Radiotherapy in the Management of Prostate Cancer After Radical Prostatectomy

Detlef Bartkowiak; Dirk Bottke; Thomas Wiegel

Disclosures

Future Oncol. 2013;9(5):669-679. 

In This Article

Target Volume

If the post-PR management of PC involves RT, then the clinical target volume (CTV) is a critical aspect. The sites of local recurrence can guide its optimization. There have been various attempts to define common outlines for CTVs of PC,[73–75] and also for organs at risk of normal tissue complications.[76] However, depending on the applied techniques and accepted constraints, a satisfactory consensus has not yet been achieved.[77] The RTOG consensus was achieved considering two PC cases, one T2c with positive margins at both sides of the apex and one T3b with extracapsular extension at the right base and right seminal vesicle, but with negative margins.[73] In summary, the CTV below the level of the superior edge of the symphysis pubis should extend from the posterior edge of pubic bone to anterior rectal wall, inferiorly 8–12 mm below the vesicourethral anastomosis and laterally to the levator ani muscles/obturator internus. Above the upper edge of the symphysis the volume lies between the posterior 1–2 cm of the bladder wall to the mesorectal fascia, superiorly up to the level of the cut end of the vas deferens or 3–4 cm above the top of the symphysis (whichever is higher) and laterally to the sacrorectogenitopubic fascia. In the post-RP situation, the CTV must include normal tissue (where microscopic dissemination might occur), while the planning target volume is significantly larger to account for tissue motions.
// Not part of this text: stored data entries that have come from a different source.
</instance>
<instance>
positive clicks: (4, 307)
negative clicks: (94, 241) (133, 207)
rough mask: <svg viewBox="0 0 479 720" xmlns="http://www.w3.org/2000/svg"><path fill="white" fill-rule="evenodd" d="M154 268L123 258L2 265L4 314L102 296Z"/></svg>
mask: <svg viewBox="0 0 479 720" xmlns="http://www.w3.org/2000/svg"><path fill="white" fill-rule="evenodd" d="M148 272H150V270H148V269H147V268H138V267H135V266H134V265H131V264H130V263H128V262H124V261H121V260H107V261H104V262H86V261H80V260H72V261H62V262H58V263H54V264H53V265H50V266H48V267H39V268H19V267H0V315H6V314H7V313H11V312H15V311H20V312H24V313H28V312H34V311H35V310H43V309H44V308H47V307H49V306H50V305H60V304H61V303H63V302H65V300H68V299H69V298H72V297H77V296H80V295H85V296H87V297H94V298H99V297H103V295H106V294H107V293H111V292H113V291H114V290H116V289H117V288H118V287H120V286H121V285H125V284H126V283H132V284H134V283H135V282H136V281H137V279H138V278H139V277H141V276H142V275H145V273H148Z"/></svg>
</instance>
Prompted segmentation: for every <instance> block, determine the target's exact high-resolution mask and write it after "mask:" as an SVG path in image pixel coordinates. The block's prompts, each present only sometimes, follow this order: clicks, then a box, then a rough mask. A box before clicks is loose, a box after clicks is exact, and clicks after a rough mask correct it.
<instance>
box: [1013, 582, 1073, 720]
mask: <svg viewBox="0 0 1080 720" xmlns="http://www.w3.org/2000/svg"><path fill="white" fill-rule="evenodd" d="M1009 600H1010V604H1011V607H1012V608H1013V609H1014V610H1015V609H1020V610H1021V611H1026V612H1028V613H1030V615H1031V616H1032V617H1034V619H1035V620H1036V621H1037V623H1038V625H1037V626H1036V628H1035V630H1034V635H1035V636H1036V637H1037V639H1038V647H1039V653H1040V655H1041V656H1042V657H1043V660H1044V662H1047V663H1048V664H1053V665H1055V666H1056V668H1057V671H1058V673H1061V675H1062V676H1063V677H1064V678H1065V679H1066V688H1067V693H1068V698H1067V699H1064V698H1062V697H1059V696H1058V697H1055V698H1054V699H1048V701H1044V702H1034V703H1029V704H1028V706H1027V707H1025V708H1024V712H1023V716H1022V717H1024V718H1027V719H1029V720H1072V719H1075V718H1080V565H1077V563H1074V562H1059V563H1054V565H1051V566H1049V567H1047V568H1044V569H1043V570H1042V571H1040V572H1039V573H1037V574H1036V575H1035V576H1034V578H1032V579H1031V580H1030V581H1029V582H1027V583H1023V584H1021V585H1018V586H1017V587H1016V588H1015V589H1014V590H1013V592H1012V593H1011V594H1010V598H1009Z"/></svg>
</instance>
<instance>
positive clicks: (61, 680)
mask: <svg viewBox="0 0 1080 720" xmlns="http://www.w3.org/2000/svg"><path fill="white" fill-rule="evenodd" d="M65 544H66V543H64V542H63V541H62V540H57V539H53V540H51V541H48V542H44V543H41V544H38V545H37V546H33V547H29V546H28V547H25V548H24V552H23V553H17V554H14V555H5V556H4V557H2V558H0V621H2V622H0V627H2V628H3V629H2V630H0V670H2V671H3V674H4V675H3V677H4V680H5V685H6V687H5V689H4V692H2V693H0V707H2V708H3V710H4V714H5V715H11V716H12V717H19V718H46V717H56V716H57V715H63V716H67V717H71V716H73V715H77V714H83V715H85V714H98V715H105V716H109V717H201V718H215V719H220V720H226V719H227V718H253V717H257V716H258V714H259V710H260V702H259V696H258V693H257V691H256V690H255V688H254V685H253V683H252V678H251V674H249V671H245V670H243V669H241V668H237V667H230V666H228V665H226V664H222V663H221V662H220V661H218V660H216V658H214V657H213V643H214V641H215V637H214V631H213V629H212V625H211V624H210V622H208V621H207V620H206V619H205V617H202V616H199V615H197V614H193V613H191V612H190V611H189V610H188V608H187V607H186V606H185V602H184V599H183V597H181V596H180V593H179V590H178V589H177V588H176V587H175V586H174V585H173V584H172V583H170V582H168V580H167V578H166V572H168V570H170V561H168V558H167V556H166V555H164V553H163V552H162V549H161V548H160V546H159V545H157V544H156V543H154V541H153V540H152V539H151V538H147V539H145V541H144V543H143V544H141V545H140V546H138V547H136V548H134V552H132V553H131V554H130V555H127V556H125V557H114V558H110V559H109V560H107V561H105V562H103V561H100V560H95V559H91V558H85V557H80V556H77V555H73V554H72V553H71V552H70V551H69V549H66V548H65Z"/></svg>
Extending the field to the whole pelvis has been beneficial in the adjuvant setting combined with HT for lymph node-positive patients who have a significantly decreased cancer-specific survival with two[78] or more than two involved[79,80] nodes. In a retrospective SRT cohort analysis (247 patients), whole pelvis exposure could not significantly improve bNED in patients with pre-RP high-risk markers compared with low-risk patients, but it did so in the subgroup of patients with pre-SRT PSA levels ≥0.4 ng/ml.[81] Data on a slightly smaller cohort (160 patients) indicated that men with a high risk (≥20% according to the Partin criteria[82]) of nodal involvement significantly profit from whole pelvic treatment, both in the ART and SRT setting.[61] Therefore, while whole pelvic treatment is still under discussion, it has already been recommended for consideration in patients with ≥20% risk of positive pelvic nodes.[83]